Euro slides Portugal bailout pressure builds

Portugal, where the general strike was held Wednesday at potest austerity measures denied EU pressure for a rescue operation but markets did not believe them.?Photo: AFP

The European Central Bank pushes the Portugal to become the third country in the euro area to accept a "rescue" EU - IMF because of concerns that a Portuguese debt crisis will run its Iberian neighbour, Spain.


The fears of the EU and the eurozone Spain, fifth largest European economy is too large for the rescue and that a Spanish attack down European single currency.


Major European stock markets fell to suddenly unstable by news and talk about the bailout Fund EU be doubled.Ibex the Spain opened the way losing 2. 3pc, while exchanges in London, Paris and Frankfurt have declined between 1. 3pc and 1. 7pc .the ' euro hit $1.3204, its low since the end of September.


Borrowing cost the Portugal and Spain soared, with yields on bonds 10 years countries of records in the début.Cependant trade, Portuguese yields later fell after the country approved its austerity budget 2011, promising to stimulate growth and apply reductions difficult spending, which seeks to avoid a bailout of Irish style.


Parliament adopted the budget hours after a report by the Financial Times Deutschland stated that most of the euro area and the European Central Bank were based on Lisbon to request a kit international relief as the Greece and the Ireland had.


"If Portugal would use the Fund, it would be good for the Spain because the country is heavily exposed to Portugal," the Financial Times Deutschland said unnamed sources.


Mirror like leaking rumors and briefings there are three weeks the Ireland sought a EU bailout and despite the denials of all parties, the reports were later confirmed.


Portugal as Ireland, denied that it is currently under pressure from countries of the euro area and the ECB. ""Press paper is totally false, that it has no basis," said a spokesman for the Government.


However, Finance Minister Fernando Teixeira dos Santos (Portugal), suggested that the euro area grew Portugal to accept a bailout and the loss of sovereignty that allows the EU and the IMF to resume fiscal policy of the country.


"I am not referring to any particular country, much less in Germany," he told the Jornal de Noticias. ""But there is one of our partners in the European Union those who believe that the best way to preserve stability in the euro area is to push and the countries that have been featured in the force".
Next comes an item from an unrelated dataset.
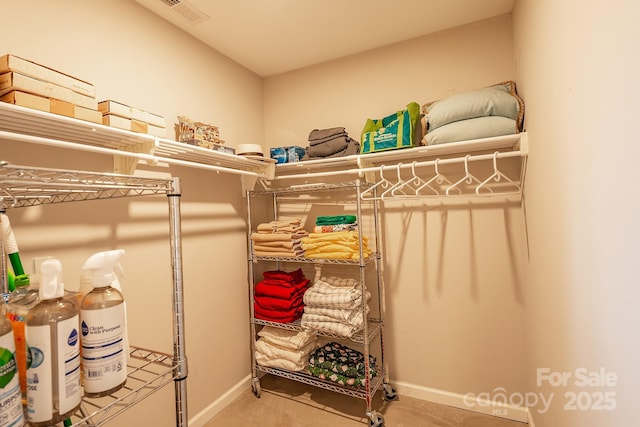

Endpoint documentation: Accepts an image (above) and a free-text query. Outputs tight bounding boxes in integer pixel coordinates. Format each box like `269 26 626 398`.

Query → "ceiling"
136 0 515 77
Jose Socrates, Prime Minister of the Portugal repeatedly denied that his country had need of a bailout plan and stressed that Lisbon will do its utmost meet the objectives of reducing the budgetary deficit.


He said Friday that the passage of the budget, which concluded many months of political wrangling that, at a given moment, threaten the survival of the Government removed Portugal cross of the crisis in the euro area.


Government of the Ireland resisted obtain assistance and refused all rescue before week reports that it admitted last Sunday he went put in receivership EU and the IMF.


As in the case of the Irish, many economists have suggested that EU subsidies and the IMF are a means of pressure on countries like Portugal to implement reductions in wild and tax increases.


The German Finance Ministry refused to put pressure on the Portugal. ""It is not at all the Department's position", said a spokesman.


The Portuguese Government aims to reduce its deficit 4 6pc domestic product gross year next 7 3pc this year.